Aquele encontro me encheu de alegria, de esperança e também de desespero. Achei que nunca mais voltaria a vê-lo, pois morava em outro país, que à época me pareceu tão remoto – o Brasil. Daí a confiança para desvelar meu segredo. Falei a ele sobre Tancrède com emoção. Ele me ouviu com interesse e respondeu, cheio de doçura: “Se esse é mesmo o seu desejo, vá em frente e o realize! Ter filhos é a coisa mais linda do mundo”. Ele tinha dois. Seu coração havia falado. Nenhum julgamento, nenhum entusiasmo desmedido; ele foi verdadeiro em sua frase simples. Era óbvio que meu futuro não seria com ele; tudo nos separava. Mas, de alguma forma, sabia que aquela noite tinha contribuído para transformar minha existência, sem ter a menor ideia de como isso iria se dar.

Quarenta minutos depois, às 15h40, meu bebezinho apareceu, todo cor-de-rosa, no carrinho transparente empurrado por uma senhora. Tancrède tinha nascido às 15h20. Ele se contorcia, mas não chorava. Estava com os olhos fechados e era magnífico. Eu sorria, em êxtase. Meu olhar tinha se soldado a seu rosto. Uma lágrima deslizou tranquila pela minha bochecha. A senhora sugeriu que eu pegasse na mão dele: “Não, não quero estragá-lo, agora não...” Eu queria estar pronto para acariciá-lo. Queria que nosso primeiro contato físico fosse sagrado. Ela se afastou empurrando o berço transparente e desapareceu atrás de duas grandes portas automáticas.
A doença que quase matou meu menino

Os dias seguintes foram de pânico e incerteza. Perdi a conta de quantos exames Tancrède fez. Os médicos tinham dificuldade em definir a doença. O tempo todo a palavra leucemia pairava no ar. (...) A especialista prosseguiu na explicação: era uma doença tão rara em crianças que pouco se sabia sobre a melhor forma de tratá-la. Disse também que, se evoluísse para uma forma aguda da doença, o quadro ficaria ainda mais delicado. Qualquer que fosse o caso, era preciso achar rapidamente um doador de medula óssea. Sem isso, Tancrède morreria.

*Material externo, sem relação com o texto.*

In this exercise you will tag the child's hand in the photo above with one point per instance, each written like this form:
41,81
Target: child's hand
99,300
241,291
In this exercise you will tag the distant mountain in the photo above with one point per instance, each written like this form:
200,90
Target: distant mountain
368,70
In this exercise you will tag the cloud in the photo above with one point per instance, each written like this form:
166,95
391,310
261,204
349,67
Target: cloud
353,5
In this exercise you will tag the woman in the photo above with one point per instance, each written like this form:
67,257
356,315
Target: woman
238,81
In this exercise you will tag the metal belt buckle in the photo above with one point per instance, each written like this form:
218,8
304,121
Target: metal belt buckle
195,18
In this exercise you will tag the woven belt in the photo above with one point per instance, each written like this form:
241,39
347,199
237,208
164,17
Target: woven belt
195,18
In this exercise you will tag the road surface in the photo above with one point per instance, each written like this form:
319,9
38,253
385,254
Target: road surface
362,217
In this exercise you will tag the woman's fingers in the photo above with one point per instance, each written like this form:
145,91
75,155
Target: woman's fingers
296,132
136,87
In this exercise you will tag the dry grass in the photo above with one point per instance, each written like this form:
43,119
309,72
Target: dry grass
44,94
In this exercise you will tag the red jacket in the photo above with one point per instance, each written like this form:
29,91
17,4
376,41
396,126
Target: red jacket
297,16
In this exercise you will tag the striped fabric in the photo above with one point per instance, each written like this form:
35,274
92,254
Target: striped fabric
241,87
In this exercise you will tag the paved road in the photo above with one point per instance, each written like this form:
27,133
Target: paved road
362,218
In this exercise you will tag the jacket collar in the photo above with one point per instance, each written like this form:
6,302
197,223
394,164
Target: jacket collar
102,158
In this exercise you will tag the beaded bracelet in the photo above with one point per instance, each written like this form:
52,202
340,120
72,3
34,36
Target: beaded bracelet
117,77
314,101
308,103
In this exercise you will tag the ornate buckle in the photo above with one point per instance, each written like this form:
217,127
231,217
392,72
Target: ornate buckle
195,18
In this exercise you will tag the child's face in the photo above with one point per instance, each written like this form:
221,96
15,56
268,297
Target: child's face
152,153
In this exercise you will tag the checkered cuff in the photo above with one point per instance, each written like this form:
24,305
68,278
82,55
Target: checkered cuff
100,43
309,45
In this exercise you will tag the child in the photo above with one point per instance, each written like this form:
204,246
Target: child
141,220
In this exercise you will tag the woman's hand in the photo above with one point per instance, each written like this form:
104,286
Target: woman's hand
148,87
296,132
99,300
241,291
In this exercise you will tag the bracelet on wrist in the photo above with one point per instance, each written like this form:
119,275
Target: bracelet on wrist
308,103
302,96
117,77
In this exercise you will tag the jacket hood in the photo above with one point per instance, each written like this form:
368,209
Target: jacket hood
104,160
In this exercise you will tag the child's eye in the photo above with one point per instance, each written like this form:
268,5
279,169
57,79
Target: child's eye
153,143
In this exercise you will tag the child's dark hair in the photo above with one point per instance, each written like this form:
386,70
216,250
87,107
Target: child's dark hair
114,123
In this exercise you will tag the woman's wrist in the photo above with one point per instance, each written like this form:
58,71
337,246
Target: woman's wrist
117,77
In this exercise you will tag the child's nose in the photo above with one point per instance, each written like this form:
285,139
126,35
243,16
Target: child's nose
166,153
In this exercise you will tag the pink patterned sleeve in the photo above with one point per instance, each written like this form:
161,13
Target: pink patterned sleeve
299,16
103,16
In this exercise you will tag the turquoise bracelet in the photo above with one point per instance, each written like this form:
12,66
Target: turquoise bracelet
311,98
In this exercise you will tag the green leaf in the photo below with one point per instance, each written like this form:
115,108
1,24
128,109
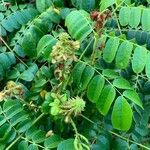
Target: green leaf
79,24
122,83
27,76
95,87
139,59
29,45
39,137
147,69
23,145
33,147
122,114
106,3
123,55
120,144
41,5
135,17
45,46
133,96
146,22
124,16
66,145
110,73
52,142
111,49
105,100
77,73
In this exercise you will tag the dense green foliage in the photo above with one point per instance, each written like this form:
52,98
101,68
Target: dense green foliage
74,74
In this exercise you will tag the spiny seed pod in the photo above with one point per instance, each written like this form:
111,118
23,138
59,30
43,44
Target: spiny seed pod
73,106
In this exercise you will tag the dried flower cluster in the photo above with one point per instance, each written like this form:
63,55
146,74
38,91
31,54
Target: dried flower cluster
65,49
63,54
12,89
100,18
68,107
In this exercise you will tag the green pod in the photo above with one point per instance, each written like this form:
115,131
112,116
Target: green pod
123,55
95,87
77,73
110,49
147,68
86,77
105,100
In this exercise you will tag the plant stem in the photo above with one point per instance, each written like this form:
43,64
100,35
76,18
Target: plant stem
94,48
113,133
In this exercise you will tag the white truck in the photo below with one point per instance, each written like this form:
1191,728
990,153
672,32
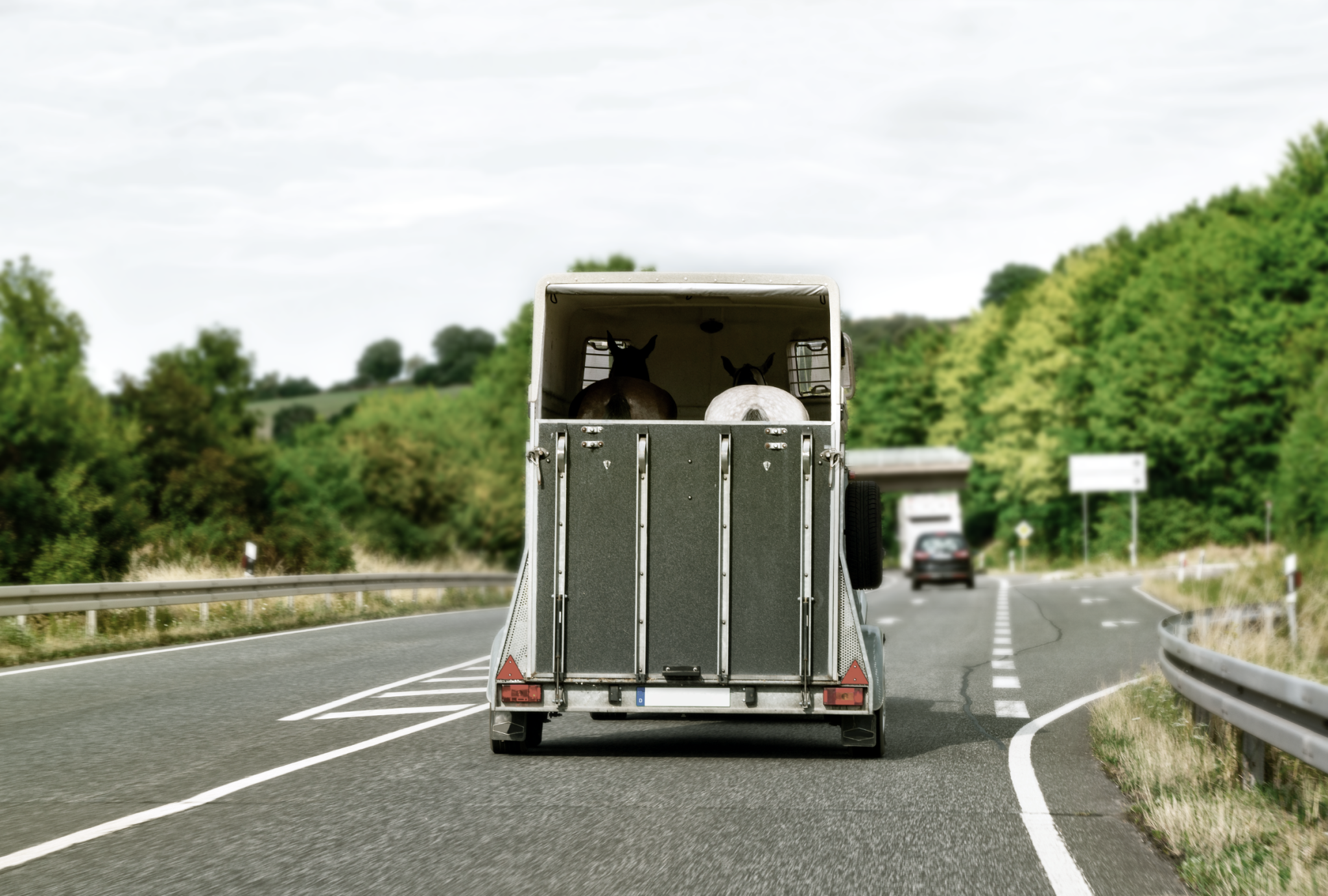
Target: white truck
922,514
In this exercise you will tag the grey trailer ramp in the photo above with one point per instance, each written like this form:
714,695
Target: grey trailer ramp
683,545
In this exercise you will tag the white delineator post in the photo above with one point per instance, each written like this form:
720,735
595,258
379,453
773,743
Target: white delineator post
249,563
1288,567
1135,530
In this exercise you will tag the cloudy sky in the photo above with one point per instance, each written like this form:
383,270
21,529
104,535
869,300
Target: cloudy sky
326,174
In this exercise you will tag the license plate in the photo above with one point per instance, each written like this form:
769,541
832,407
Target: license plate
683,697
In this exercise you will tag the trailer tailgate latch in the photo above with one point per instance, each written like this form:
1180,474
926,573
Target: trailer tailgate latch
536,456
833,457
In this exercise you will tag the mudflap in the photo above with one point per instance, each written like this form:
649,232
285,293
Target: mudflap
505,725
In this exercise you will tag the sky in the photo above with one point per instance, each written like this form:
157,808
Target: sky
320,176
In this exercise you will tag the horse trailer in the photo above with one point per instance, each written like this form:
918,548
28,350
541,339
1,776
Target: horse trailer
694,542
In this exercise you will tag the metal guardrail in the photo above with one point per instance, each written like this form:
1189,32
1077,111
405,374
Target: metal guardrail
30,600
1287,712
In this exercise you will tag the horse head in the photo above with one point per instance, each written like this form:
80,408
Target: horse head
631,361
748,375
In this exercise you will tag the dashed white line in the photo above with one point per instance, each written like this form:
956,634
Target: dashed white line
1064,875
396,711
437,690
371,692
217,793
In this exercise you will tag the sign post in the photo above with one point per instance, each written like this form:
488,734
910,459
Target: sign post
1025,531
1091,473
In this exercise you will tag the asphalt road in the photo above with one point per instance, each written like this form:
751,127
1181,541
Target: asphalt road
600,807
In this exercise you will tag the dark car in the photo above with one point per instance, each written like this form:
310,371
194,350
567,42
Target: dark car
942,556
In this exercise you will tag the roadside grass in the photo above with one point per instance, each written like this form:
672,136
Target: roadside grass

Como era possível EU SALVAR MEU FILHO? Eu não era médico, não era um santo que podia fazer milagres, não era Deus; então, quem eu era para salvar meu filho? Então procurei, procurei, mas não achava nenhuma solução. A única solução que encontrei nem era uma solução: PEDIR AJUDA. Pedir socorro a todos. Mas logo descobri que, sim(!), era essa a solução, porque foi assim que tudo começou e que o milagre aconteceu. (...) A alternativa mais abrangente me pareceu ser, desde o início, apelar às redes sociais e à mídia. E assim o movimento começou. Alertei os amigos, os clientes, os vizinhos, que por sua vez alertaram também os amigos, os vizinhos e todos ao redor. 

Mas foi dentro da escola do meu filho, graças a um grupo poderoso de mães, que o movimento se tornou mais ativo. Elas trabalharam incansavelmente para incentivar os cadastros de medula e as pesquisas. (...) Uma chama nasceu no coração de cada pessoa, criando um imenso fogo pleno de luz que alcançou o planeta inteiro. Uma corrente verdadeira que envolveu a todos que se somavam ao processo, criando uma frequência de cura!